One of my favorite books to read with my students is Hatchet by Gary Paulsen about a young boy stranded in the wilderness who must fend for himself. He quickly learns that the first rule of survival is not feeling sorry for yourself. But I love a good pity party! I also know it gets me nowhere. It’s my “not with that attitude” moment and I, embarrassingly, can have a few too many.
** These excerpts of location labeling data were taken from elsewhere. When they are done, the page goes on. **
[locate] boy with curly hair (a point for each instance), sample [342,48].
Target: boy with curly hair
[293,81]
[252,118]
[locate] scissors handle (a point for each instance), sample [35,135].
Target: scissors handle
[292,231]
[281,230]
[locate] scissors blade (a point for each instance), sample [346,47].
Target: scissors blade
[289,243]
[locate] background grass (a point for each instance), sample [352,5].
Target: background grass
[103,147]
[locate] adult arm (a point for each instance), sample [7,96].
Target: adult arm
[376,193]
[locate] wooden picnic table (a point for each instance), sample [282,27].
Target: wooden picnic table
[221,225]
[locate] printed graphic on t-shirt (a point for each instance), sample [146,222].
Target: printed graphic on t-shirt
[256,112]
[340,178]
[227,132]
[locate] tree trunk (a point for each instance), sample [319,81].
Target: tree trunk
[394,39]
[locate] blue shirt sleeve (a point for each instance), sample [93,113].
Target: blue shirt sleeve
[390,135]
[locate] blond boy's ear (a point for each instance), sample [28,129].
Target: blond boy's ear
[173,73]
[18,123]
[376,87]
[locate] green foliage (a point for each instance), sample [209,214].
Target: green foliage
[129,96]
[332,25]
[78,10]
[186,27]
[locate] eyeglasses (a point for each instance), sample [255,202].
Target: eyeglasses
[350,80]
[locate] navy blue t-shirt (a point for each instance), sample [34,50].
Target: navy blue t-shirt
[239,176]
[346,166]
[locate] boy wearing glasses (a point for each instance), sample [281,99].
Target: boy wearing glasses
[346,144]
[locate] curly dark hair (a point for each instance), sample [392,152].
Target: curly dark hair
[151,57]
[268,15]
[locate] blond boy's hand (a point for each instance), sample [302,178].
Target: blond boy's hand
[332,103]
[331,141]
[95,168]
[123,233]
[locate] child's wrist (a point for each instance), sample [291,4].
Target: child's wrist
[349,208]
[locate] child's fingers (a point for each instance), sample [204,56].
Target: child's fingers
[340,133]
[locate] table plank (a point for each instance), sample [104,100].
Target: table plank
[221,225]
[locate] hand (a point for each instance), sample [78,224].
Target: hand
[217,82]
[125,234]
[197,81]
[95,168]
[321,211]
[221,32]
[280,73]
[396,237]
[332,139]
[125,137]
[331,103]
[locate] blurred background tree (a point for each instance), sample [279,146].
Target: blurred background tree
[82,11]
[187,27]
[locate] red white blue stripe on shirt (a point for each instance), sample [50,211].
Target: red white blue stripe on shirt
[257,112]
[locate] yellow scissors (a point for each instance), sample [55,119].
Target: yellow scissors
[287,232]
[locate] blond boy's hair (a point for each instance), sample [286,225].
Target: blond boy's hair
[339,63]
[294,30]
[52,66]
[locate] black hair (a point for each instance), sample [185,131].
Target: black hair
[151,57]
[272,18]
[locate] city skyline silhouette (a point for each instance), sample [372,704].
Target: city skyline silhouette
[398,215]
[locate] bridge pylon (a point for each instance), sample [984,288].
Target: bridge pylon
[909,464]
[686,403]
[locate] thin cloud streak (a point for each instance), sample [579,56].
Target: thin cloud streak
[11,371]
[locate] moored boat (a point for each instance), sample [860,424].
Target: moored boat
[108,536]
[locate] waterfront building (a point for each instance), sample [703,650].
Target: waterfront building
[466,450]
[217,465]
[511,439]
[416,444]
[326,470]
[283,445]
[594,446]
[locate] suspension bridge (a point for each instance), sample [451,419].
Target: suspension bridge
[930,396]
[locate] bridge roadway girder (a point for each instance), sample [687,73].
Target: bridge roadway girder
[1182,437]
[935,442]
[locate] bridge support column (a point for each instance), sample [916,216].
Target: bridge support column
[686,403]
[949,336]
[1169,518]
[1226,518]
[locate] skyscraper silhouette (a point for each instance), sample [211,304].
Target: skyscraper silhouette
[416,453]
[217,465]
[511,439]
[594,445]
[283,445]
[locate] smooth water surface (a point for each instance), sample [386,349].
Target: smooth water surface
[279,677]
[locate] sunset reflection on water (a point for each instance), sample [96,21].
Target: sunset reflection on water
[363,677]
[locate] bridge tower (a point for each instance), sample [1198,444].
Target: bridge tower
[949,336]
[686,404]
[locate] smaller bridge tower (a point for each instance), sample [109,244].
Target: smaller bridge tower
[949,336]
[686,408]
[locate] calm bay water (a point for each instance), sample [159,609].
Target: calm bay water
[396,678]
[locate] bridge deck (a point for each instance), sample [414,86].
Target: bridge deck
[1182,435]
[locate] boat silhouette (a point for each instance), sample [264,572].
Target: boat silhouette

Did young Joseph have an “I can’t do this” attitude as he was sold by his brothers and again when he landed in prison? Or did he know that in order to survive, he couldn’t feel sorry for himself? How about David as he faced the giant? Or Queen Esther as she questions her ability to save her people? Job was certainly dealt a bad hand and deserving of playing the pity party card. A man of great wealth, health, and happiness, Job receives in the course of one day, not one but four messages that his children, livestock, and wealth are gone. While Job doesn’t adopt a Pollyanna approach to his loss and suffering, he does continue his quest for wisdom. He asks a lot of Why? Why? Why? questions and is still able to praise God from whom all blessings flow.
I’m reminded of the tale of the king that had a boulder placed on the road to see if anyone would remove it. Merchants and courtiers came by and walked around it, blaming the king for not keeping the roads clear. A peasant comes along and puts down his load and pushes and strains until he succeeds in getting the boulder to the side of the road. It was then that he notices a bag of coins in the road and a note from the king gifting the coins to whoever moved the stone away. The peasant learned that every obstacle is an opportunity to improve his condition.
The obstacles we face today appear overwhelming. We feel imprisoned like Joseph or facing giants we’re sure we can’t defeat. There is no way we can stand up alone to the injustices of our neighbor. Well, at least not with that attitude.
But what if we remembered that “God gave us a spirit not of fear but of power and love and self-control.” (1 Timothy 1:7) Let’s ask important questions, search for wisdom, remove obstacles to improve conditions for humanity, and always praise God from whom all blessings flow.
—Sandy Hodgson is a teaching principal at Vista Ridge Academy.